Devault's attorneys are seeking the lesser sentence, arguing that their client has no criminal past, has deep remorse for the killing and sought counselling to understand why her actions were harmful. Her daughters are expected to ask Maricopa County Superior Court Judge Roland Steinle to impose the more lenient sentence.

It's unclear whether prosecutors are seeking the more severe sentence.

Prosecutors say Devault, 36, killed Harrell in a failed bid to collect on a life insurance policy to repay about $300,000 in loans from her boyfriend. Devault says she killed her husband in self-defence and told investigators he had physically and sexually abused her in the past.

Harrell, 34, died nearly a month later at a hospice because of complications from his head injuries.

The prosecutor said there were no records to support Devault's claim that she was sexually abused in the past, though Devault's children had testified that she and Harrell had hit each other in the past.

Shortly after the attack, Devault told investigators Harrell attacked her as she slept in the couple's home in Gilbert and choked her until she was unconscious. She also told police that when she woke up, she saw another man who lived at their home beating Harrell with a hammer.
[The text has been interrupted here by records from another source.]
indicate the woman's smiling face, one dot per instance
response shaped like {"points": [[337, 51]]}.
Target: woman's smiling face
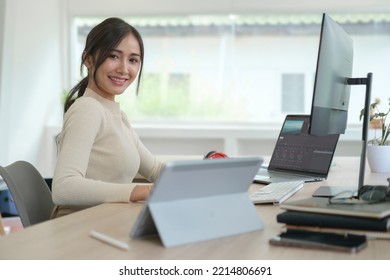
{"points": [[118, 71]]}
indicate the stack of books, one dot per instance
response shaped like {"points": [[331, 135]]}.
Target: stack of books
{"points": [[317, 214]]}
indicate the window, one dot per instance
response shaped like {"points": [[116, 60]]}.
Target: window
{"points": [[241, 68], [292, 93]]}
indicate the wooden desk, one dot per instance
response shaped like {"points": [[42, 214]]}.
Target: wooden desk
{"points": [[67, 237]]}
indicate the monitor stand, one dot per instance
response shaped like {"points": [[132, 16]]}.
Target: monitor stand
{"points": [[329, 191]]}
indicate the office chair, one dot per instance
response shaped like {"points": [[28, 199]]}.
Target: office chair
{"points": [[30, 192]]}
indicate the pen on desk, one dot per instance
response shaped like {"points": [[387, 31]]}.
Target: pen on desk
{"points": [[109, 240]]}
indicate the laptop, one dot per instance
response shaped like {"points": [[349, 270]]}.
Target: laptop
{"points": [[299, 156], [198, 200]]}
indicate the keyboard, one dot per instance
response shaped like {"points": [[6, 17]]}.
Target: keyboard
{"points": [[276, 193]]}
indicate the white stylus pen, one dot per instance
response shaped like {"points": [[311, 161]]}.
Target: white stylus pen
{"points": [[109, 240]]}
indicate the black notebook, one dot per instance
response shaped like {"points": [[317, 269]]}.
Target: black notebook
{"points": [[332, 221], [321, 205]]}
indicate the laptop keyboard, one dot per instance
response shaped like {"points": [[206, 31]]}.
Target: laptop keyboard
{"points": [[276, 193]]}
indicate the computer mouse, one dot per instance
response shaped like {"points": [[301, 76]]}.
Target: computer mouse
{"points": [[214, 155], [375, 193]]}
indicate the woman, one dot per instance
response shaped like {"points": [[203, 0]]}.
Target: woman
{"points": [[99, 152]]}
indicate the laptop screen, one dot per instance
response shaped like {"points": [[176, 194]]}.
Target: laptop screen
{"points": [[297, 150]]}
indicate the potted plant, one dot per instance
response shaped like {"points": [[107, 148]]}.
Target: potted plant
{"points": [[378, 148]]}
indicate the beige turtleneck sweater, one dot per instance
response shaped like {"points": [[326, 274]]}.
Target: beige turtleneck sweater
{"points": [[99, 155]]}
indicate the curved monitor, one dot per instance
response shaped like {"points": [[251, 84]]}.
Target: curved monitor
{"points": [[329, 110]]}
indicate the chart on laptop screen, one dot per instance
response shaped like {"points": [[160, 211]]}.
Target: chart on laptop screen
{"points": [[295, 149]]}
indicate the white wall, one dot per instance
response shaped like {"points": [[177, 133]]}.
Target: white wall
{"points": [[31, 71]]}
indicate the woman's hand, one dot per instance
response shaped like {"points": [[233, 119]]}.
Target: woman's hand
{"points": [[140, 192]]}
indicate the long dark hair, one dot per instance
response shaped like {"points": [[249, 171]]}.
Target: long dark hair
{"points": [[101, 40]]}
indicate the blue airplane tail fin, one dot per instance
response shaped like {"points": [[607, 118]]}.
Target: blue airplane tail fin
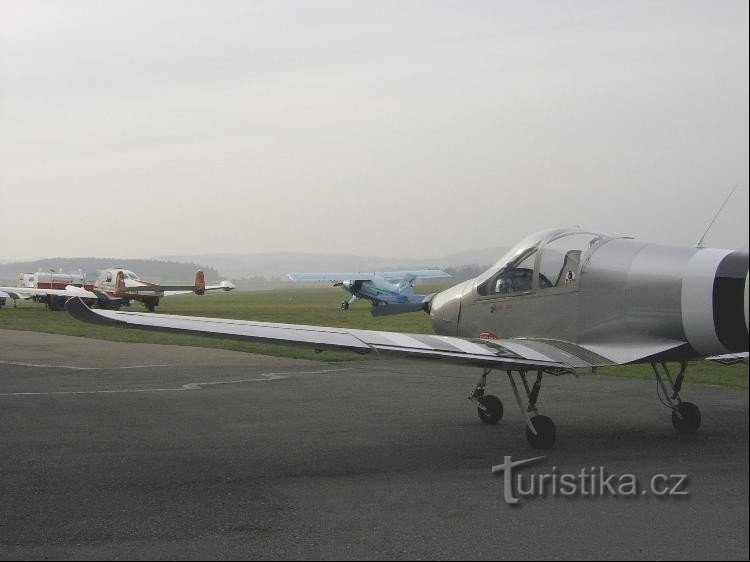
{"points": [[406, 285]]}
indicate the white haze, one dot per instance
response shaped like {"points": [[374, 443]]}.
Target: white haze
{"points": [[401, 129]]}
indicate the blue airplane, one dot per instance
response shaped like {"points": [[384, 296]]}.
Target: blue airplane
{"points": [[390, 292]]}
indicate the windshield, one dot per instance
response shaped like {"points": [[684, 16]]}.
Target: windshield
{"points": [[546, 259]]}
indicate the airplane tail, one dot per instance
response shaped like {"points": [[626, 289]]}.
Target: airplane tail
{"points": [[120, 289], [406, 285], [200, 283]]}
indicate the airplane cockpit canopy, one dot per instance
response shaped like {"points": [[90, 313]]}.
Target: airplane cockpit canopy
{"points": [[550, 259]]}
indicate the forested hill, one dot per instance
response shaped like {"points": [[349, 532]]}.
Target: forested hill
{"points": [[150, 270]]}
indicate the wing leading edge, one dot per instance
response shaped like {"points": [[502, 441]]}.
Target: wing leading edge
{"points": [[496, 354]]}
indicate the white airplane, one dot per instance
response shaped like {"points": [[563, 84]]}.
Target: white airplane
{"points": [[560, 301], [115, 288], [55, 298]]}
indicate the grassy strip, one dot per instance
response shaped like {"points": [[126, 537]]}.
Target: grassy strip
{"points": [[318, 307]]}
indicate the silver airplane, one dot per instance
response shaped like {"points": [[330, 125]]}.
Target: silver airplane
{"points": [[560, 301]]}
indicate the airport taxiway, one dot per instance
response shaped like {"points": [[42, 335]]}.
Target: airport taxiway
{"points": [[113, 450]]}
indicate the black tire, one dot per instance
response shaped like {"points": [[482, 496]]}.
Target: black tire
{"points": [[691, 418], [493, 409], [546, 433]]}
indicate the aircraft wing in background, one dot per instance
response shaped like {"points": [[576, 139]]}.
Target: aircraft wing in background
{"points": [[28, 292], [360, 276]]}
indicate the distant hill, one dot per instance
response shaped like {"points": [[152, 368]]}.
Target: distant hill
{"points": [[255, 268], [277, 265], [160, 271]]}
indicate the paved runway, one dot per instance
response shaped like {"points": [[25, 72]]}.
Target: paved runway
{"points": [[113, 450]]}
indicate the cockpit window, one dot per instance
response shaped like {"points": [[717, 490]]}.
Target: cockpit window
{"points": [[561, 259], [545, 260], [516, 277]]}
Devault later confessed to attacking her husband, saying she pummeled him in a rage as he slept after he sexually assaulted her.

During the sentencing phase of her trial, Devault spoke directly to jurors, sobbing as she said she was sorry for her actions and the pain she has caused Harrell's family and that her actions will always shadow her three daughters.

The key prosecution witness was Devault's former boyfriend, Allen Flores, a businessman who met Devault on a sugar-daddy dating website and loaned her about $300,000 during their two-year relationship.

Flores testified that Devault wanted to either hire someone to kill Harrell, or kill him herself and tell police he tried to rape her after a night of drinking.

Devault's attorneys attacked Flores' credibility, noting he was given an immunity agreement on child-pornography allegations in exchange for his testimony. The child pornography was found on Flores' computer during a search that was part of the murder investigation, authorities said.